Reached by email, however, Weirich indicated that she would not be adding her name to the list nor tweeting out assurances to sexual assault victims or their doctors.
“The Shelby County District Attorney’s office does not deal in hypothetical situations,” Weirich told Memphis Watch. “We deal in facts and truth. Any statement on unknown variables is irresponsible and political grandstanding.” Steve Mulroy, a civil rights lawyer and law professor running against Weirich for the District Attorney General seat, disagreed. “A District Attorney should not be prosecuting women or their doctors for their reproductive choices,” Mulroy told Memphis Watch.
Hedy Weinberg, executive director of ACLU of Tennessee also disagreed with Weirich, telling Memphis Watch that “every district attorney in Tennessee should issue a policy stating that they will decline to prosecute abortion cases.” The criminalization of abortion in Tennessee would be “an outrageous attack on our ability to make decisions about our own bodies and whether and when to have children.”
Unfortunately, and despite Ms.
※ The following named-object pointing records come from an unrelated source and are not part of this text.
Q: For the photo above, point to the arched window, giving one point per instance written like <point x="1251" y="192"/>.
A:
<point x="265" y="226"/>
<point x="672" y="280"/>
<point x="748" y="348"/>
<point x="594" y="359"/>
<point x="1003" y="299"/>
Weirich’s statement to the contrary, factual scenarios that could easily lead to imprisonment for doctors are routinely handled by her office. Thus, to get a clear sense of where Weirich stands and to provide an opportunity to take a stand against even the most horrific circumstances of a woman choosing to have an abortion, Memphis Watch asked Weirich a series of granular follow-up questions:
Last month, you issued a press release touting the conviction of a man who raped and impregnated an 11-year-old girl in Shelby County. Would you seek a prison sentence against a doctor who performed an abortion for an 11-year-old rape victim? The same press release also stated that you are prosecuting the same man for raping his girlfriend’s 13 year-old daughter. Would you seek a prison sentence against a doctor who performed an abortion in a case of incest, such as the one involving this 13-year-old rape victim?
Last year, you issued a press release touting the conviction of a man who broke into a home in northeast Memphis–who was armed with a gun, shot two men, pistol whipped a third man, and then sexually assaulted three women. Would you seek a prison sentence for a doctor who performs an abortion in Shelby County in a case involving a stranger rape–for example, where a criminal breaks into a home and violently rapes and impregnates a woman?
Weirich refused to answer these questions.